Hace aproximadamente un año, Alejandro Sanz y Raquel Perera anunciaban la noticia más triste: decidieron separarse.
Después de diez años de matrimonio, el cantante y la artista tomaron la difícil decisión de separarse. Aunque terminaron en términos muy saludables, hasta el momento.

Según anunciaron el artista y su exesposa en el comunicado, su familia era lo más importante, por lo que habían decidido mantener una relación amistosa.
Pero parece que las apariencias engañan, ya que el Alejandro y Raquel tomaron una drástica decisión en las últimas semanas: iniciaron los trámites de divorcio.

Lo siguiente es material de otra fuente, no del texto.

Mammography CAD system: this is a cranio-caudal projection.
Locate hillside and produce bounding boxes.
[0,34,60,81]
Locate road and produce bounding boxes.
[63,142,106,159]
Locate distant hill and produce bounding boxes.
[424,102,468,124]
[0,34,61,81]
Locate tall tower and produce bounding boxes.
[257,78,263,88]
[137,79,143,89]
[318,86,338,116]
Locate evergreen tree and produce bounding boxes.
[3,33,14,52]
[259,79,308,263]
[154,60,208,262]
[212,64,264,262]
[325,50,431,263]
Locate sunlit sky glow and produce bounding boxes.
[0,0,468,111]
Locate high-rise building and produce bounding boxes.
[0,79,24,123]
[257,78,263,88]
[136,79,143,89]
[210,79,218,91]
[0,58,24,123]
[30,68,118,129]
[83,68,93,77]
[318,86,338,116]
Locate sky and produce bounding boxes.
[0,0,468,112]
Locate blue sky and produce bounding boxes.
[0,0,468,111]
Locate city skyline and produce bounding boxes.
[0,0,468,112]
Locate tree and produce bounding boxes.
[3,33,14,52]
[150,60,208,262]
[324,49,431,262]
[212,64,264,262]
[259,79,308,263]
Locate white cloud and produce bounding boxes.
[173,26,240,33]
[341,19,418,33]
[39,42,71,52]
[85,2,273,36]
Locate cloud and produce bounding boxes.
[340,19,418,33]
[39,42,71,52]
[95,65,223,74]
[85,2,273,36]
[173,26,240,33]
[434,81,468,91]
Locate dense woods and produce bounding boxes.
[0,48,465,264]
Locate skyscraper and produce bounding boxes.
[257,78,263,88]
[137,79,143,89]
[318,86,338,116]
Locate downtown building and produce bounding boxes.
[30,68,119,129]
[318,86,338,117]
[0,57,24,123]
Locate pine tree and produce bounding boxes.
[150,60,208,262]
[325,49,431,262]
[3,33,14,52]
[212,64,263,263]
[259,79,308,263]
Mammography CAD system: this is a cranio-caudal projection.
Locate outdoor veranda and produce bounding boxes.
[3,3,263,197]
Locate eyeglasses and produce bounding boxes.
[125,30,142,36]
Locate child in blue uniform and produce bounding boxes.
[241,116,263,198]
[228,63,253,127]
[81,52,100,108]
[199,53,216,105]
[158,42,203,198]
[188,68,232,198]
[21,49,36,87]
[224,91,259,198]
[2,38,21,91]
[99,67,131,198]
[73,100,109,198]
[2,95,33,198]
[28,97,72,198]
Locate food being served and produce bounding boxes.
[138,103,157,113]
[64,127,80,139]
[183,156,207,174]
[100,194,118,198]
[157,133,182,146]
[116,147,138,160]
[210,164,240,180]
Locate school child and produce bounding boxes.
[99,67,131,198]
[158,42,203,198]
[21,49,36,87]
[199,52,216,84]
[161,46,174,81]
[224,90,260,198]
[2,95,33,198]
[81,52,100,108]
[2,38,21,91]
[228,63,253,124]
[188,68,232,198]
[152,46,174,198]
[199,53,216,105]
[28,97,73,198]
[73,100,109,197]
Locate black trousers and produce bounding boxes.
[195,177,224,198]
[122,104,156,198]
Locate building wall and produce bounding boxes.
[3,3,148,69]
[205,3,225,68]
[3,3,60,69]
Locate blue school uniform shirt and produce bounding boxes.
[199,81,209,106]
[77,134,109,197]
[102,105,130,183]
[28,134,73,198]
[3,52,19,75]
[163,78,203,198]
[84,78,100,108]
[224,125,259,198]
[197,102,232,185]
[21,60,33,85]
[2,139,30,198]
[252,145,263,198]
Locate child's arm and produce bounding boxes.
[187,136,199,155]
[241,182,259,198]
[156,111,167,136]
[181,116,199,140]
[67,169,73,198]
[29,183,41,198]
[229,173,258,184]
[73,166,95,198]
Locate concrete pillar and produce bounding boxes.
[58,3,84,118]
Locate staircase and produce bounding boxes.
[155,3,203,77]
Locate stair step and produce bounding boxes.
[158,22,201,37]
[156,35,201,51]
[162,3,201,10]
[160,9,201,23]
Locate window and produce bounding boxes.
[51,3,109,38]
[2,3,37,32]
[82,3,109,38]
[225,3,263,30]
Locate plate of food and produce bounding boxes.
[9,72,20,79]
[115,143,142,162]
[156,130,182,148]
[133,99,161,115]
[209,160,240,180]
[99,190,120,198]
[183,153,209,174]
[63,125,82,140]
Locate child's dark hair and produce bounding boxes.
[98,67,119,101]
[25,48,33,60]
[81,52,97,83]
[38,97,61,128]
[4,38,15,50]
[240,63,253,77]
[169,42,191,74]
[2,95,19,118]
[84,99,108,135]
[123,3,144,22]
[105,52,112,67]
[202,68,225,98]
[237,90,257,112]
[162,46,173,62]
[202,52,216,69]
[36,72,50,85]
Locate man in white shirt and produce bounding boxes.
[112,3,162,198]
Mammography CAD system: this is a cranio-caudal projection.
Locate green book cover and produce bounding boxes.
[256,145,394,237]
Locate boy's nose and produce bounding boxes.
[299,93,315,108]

Fue el intérprete de “Amiga mía” quién inició los trámites legales en Madrid, mientras que Perera le contestó, pero en el juzgado de Miami.
Al parecer, hubo algunos problemas económicos entre el español y su exmujer, ya que ella solicitó que se le diera protección legal y que se congelaran las cuentas bancarias de él.

Parece que la española teme que Sanz le quite parte del dinero antes de que el divorcio sea un hecho, por lo que prefiere respaldarse.
Por el momento, el intérprete no dijo nada sobre su divorcio. Tal vez quiere mantenerlo en privado para evitar más dramas con la prensa.